We have forgotten how to say “I’m sorry” — and mean it — a condition that makes me feel, well, sorry for all of us.

Public life is giving us more examples every day, from Donald Trump’s seeming inability to see anything he does as wrong on any level, to Mike Bloomberg’s half-hearted, half-believed general apology at the debate this week for workplace abuse allegations and years of racial profiled stop-and-frisks in New York.

Bloomberg took a first step to go further to address three workplace complaints that had named him, saying that he would lift nondisclosure agreements if the women filers wanted to speak. But that is three of a reported large number of complaints at the Bloomberg Company, hardly acknowledgment of a wider problem.

At a time when there is more and more blame — and legitimate reason for blame — rising, our formal ways of acknowledging wrongdoing and promising to make amends is suffering greatly.

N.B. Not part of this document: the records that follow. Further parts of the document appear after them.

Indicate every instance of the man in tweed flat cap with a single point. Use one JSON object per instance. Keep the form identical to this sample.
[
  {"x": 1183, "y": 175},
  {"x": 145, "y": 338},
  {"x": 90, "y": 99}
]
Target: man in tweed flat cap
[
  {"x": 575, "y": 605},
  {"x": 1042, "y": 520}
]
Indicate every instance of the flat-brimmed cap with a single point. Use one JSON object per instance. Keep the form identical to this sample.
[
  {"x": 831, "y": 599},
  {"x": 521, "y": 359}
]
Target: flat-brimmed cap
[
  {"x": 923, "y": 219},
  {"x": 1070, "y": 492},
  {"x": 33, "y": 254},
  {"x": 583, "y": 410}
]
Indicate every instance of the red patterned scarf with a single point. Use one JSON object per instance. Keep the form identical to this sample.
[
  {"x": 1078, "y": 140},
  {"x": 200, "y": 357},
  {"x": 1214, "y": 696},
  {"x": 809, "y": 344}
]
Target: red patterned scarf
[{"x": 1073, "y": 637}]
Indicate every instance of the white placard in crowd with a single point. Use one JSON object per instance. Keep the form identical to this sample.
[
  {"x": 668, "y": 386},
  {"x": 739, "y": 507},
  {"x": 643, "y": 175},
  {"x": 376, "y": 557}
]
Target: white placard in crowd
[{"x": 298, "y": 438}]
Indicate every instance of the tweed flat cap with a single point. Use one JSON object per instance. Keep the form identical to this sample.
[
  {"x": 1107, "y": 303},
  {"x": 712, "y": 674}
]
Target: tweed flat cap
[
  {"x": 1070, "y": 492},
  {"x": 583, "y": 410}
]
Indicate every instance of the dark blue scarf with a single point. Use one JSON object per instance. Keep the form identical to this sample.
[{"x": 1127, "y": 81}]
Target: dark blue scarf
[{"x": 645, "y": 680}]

Instead, we have presidential leadership busily and aggressively pushing away any notion of wrongdoing, spending all waking hours in pursuit of erasing any evidence or suggestion that there ever were facts that pointed to bad behavior.

Of course, the idea of forgiveness is failing too.

The sentencing of Roger Stone, longtime Republican Party trickster and Trump associate, is providing fresh evidence of public campaigning by his team and the president’s not to acknowledge a jury finding of guilt on seven charges of bad election behavior, but to expect that Donald Trump will simply bring out his magic pardon eraser and make it all go away.

Yes, it is already unconscionable and unconstitutional that this president sees it appropriate role to stick his nose into single criminal cases before the Justice Department and the courts in pursuit of his vengeance efforts against his enemies, against those people who would question his actions. Even Atty. Gen. William P. Barr, who seems to serve ever more directly as Trump’s toady, has warned Trump about interfering in open criminal matters.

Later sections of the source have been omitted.